Why solving $A^T Ax = A^T b$ means the same as that $Ax$ is the point in the range of $A$ closest to $b$?
Can somebody please explain in detail? Thanks.
Why solving $A^T Ax = A^T b$ means the same as that $Ax$ is the point in the range of $A$ closest to $b$?
Can somebody please explain in detail? Thanks.
Short and very formal answer: if you want to minimize $\|Ax-b\|_2^2$, you should search for $x$ such that $$\nabla\|Ax-b\|^2_2 = 0.$$ But $$0 = \nabla\|Ax-b\|_2^2 = 2A^T(Ax-b) \,\,\,\, \Longleftrightarrow \,\,\,\, A^TAx = A^Tb.$$
HINT
To begin with, notice that
\begin{align*} A^{T}Ax = A^{T}b \Longleftrightarrow A^{T}(b - Ax) = 0 \Longleftrightarrow (b - Ax)\perp\mathcal{C}(A) \end{align*}
Therefore $Ax$ is the projection of $b$ onto $\mathcal{C}(A)$. Can you take from here?
In the Euclidean norm the distance is $$ d(Ax, b) = \Vert Ax-b\Vert_2 $$ We are looking for an extremum of $d$ regarding the choice of $x$, so we need the partial derivatives regarding the coordinates $x_k$ to vanish: $$ \begin{align} 0 &= \partial_k d(Ax, b) \\ &= \frac{\partial}{\partial x_k} \left( \sum_i \left( \sum_j a_{ij}x_j-b_i \right)^2 \right)^{1/2} \\ &= \frac{1}{2 d(Ax,b)} \sum_i 2 \left( \sum_j a_{ij}x_j-b_i \right) a_{ij} \delta_{jk} \\ &= \frac{1}{d(Ax,b)} \sum_i a_{ik} \left( \sum_j a_{ij}x_j-b_i \right) \\ &= \frac{1}{d(Ax,b)}\left( A^T (A x - b) \right)_k \end{align} $$ Thus we need a solution $x$ of $A^TAx = A^Tb$.
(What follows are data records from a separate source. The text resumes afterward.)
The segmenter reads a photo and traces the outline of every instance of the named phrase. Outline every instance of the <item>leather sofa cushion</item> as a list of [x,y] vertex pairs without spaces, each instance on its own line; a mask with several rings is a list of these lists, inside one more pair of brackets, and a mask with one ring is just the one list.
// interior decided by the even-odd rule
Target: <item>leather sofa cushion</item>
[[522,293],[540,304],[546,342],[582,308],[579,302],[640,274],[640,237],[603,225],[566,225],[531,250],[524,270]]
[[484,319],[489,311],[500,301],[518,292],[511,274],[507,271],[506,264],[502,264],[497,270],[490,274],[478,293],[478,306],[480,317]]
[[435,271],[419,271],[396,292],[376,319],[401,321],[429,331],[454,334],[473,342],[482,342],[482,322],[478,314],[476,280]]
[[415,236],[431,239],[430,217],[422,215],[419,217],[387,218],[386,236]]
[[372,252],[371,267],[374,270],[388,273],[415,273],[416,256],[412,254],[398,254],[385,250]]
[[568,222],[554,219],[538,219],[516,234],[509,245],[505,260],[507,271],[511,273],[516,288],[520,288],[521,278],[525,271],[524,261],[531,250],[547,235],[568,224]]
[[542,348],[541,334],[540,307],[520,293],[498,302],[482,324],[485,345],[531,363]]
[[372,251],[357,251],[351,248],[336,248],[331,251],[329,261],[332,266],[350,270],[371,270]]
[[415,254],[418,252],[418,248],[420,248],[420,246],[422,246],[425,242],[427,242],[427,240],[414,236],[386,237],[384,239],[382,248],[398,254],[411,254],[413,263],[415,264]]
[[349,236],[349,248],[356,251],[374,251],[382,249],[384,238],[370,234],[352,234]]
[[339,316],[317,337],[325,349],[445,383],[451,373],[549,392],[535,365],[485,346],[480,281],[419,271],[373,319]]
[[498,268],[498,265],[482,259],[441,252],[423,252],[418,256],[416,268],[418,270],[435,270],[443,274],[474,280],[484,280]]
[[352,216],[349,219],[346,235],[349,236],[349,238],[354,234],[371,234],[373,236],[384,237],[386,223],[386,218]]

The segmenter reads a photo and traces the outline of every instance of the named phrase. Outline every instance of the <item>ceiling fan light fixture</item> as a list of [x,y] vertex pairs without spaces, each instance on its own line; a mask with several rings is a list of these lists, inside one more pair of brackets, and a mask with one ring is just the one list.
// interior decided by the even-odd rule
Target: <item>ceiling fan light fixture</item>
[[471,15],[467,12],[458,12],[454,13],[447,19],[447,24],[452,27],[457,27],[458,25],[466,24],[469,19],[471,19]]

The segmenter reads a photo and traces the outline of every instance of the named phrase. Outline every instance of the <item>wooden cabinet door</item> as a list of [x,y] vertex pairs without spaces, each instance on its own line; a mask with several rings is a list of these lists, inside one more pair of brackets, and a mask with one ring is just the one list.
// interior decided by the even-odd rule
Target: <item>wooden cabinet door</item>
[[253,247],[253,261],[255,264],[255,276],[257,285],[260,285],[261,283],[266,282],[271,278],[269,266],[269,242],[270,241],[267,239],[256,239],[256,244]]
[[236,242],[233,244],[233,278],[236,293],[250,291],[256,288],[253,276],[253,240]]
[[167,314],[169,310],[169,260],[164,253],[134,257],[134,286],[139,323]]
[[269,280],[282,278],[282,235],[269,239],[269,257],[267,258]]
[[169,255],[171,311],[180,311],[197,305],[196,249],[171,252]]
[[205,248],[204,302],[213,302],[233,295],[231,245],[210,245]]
If $Ax$ is the point in $R(A)$ which is as close as possible to $b$, then the residual $r = b - Ax$ is orthogonal to $R(A)$. But the "four subspaces" theorem, which is emphasized in Gilbert Strang's books, tells us that $R(A)^\perp = N(A^T)$. Thus, $$ A^T (b - Ax) = 0 \implies A^T Ax = A^T b.$$
Alternatively, we can minimize $f(x)=(1/2) \| Ax - b \|^2$ by setting the gradient equal to $0$. By the multivariable chain rule we have $$ f'(x) = (Ax - b)^T A. $$ It follows that $$ \nabla f(x) = f'(x)^T = A^T (Ax - b). $$ So, setting the gradient equal to $0$, we obtain $$ A^T(Ax - b) = 0 \implies A^T Ax = A^T b. $$